* Record indirect bidder purchase at 10-year TIPS auction
* Ten-year TIPS breakeven rate hits lowest since Trump win
* Higher crude futures on hopes for output curb helps TIPS (Updates market action, adds quote)
By Richard Leong
NEW YORK, May 18 (Reuters) - The U.S. bond market’s gauges on inflation expectations rebounded on Thursday from their lowest levels since November on sizzling investor demand at an $11 billion auction of 10-year Treasury Inflation Protected Securities.
Oil futures, which rose on hopes the major producers would agree to extend their current output cuts next week, also buttressed the $1.24 trillion bond sector.
Earlier Thursday, TIPS breakeven rates, or the yield differences between TIPS and regular Treasuries, year TIPS and regular 10-year Treasury notes, had been on track to fall for a fifth straight session before the auction.
Traders had pared their bullish TIPS positions on concerns that domestic inflation would take longer than previously thought to reach the U.S. Federal Reserve’s 2 percent goal in the aftermath of a slower year-over-year rise in the government’s Consumer Price Index in April.
“I hope today’s auction represents a turning point. We are seeing a return to the reflation trade reasserting itself,” said Com Crocker, senior analyst at New Century Advisors LLC in New York.
Indirect bidders, including fund managers and overseas central banks, bought a record high share at the latest 10-year TIPS auction on Thursday.
In addition to signs of renewed investor appetite for TIPS, higher oil prices revived TIPS’ appeal as an inflation hedge, analysts said.
The 10-year TIPS inflation breakeven rate hit 1.77 percent earlier Thursday. That was the lowest since Nov. 9, the day after the election of U.S. Presidential Donald Trump.

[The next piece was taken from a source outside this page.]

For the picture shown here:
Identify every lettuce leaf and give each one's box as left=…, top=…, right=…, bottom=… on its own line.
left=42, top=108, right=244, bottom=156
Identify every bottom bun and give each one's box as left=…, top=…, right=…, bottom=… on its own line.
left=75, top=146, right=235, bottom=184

The 10-year breakeven rate was last 1.83 percent, up 2 basis points on the day, Tradeweb and Reuters data showed.
The five-year TIPS breakeven rate was up 2 basis points at 1.73 percent late Thursday after hitting 1.69 percent, the lowest since Nov. 29.
U.S. oil futures settled up 28 cents, or 0.6 percent, at $49.35 a barrel on expectations that key producing countries would stick to production cuts to reduce a global crude glut.